Expect copper, multimode VCSEL-based laser technology, and silicon-photonics-based devices to coexist in the market for a few more years. During that time, connector vendors will continue to offer industry standard QSFP and SFP form factors for customers that want the flexibility to migrate from 10Gb/s and 40Gb/s solutions to speeds that reach 100Gb/s as their needs, economics, and multiplexing technologies make sense.
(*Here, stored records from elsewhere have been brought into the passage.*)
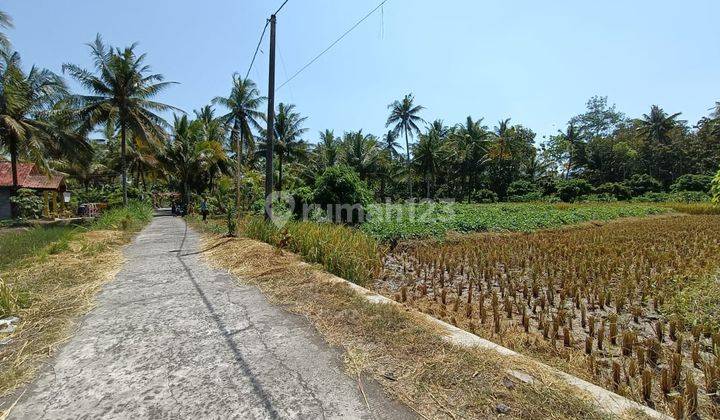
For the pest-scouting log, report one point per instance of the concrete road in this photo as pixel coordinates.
(173, 338)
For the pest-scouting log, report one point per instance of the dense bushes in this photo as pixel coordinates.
(690, 182)
(483, 196)
(616, 189)
(641, 184)
(341, 186)
(571, 189)
(28, 204)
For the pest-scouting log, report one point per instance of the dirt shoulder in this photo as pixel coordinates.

According to Kevin Deierling of Mellanox, the beauty of silicon photonics is that “you can lay down some single-mode fiber plants and know that you can go higher speed modulation, you can go WDM, then you can just keep driving more and more data through the same pipes that you already laid.”
The Sky’s the Limit
Whether enterprises scale up all at once or take a more gradual approach, silicon photonics technology will drive the data center’s future. Higher bandwidths, less cabling, and better reach will ensure that companies can scale up their cloud computing infrastructures flexibly and economically to meet society’s ever-increasing demands for big data.
Author Chris Warner is a freelance technology writer who comes from an old Western Electric family. He has more than 15 years experience in covering the electronic components industry.